Oráculos ipodianos

Em John From a música não é apenas a de João Lobo. Ela é um meio de entrada no mundo da adolescência que o filme retrata, sob a paisagem urbana de Telheiras. A escolha aleatória de músicas no iPod oferece a Rita e Sara, as duas  protagonistas, um oráculo que adivinha a sua existência próxima. No iPod as músicas não estão organizadas por álbuns, são peças de uma lista, tão longa quanto a tecnologia permite. O ajustamento da escolha musical ao momento do dia ou ao estado de alma é assim mais fácil.

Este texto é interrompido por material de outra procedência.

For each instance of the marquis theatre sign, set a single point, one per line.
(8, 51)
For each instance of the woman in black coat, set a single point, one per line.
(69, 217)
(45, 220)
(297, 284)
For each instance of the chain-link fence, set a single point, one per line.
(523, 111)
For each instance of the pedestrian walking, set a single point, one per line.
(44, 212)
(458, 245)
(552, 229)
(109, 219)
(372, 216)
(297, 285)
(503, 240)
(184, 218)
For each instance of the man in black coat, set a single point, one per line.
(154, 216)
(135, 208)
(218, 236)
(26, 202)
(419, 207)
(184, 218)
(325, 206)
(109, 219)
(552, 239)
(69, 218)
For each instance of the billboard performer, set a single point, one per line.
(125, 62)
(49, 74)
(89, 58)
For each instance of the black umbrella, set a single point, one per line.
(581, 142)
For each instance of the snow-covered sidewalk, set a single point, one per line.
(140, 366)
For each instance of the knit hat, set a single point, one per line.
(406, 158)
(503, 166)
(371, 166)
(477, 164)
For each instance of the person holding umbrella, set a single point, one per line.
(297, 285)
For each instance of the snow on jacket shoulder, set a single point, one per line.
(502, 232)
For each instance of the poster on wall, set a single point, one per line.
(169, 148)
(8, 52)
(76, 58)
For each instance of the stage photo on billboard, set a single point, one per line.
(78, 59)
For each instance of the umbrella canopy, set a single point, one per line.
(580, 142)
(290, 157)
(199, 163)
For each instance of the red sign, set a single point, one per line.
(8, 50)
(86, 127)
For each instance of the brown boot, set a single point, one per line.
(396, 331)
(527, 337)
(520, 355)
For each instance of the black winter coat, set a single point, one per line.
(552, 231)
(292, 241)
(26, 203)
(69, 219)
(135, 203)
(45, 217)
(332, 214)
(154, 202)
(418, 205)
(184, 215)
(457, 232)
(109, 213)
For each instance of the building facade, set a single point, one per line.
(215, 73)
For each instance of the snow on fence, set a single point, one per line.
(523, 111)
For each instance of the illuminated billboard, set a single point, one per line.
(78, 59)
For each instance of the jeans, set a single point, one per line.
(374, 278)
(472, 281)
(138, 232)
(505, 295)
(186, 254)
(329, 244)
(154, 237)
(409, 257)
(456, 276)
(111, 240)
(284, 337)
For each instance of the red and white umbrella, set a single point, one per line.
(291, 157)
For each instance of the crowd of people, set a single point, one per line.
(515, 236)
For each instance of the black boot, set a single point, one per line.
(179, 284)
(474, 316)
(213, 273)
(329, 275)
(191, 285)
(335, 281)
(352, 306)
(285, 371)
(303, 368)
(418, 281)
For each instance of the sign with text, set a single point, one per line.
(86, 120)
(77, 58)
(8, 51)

O oráculo musical ajuda a recriar uma adolescência criativa e cúmplice. O realizador Nicolau trata de um assunto que se tornou delicado e vigiado, o do começo do interesse sexual, neste  caso ficcionado pela atração da  adolescente  Rita por um homem mais velho.  A situação é narrada a partir dela e tomando o amado fotógrafo Filipe como elemento quase  passivo, distante e sobretudo inocente.  Rita tem desejos, como raparigas e rapazes têm, mas estes não respondem a uma visão pavloviana da vida, já que Rita pensa, age e sobretudo imagina. E é assim que Telheiras se vai transformando numa Papua Nova Guiné, mesmo contra a vontade das previsões do iPod.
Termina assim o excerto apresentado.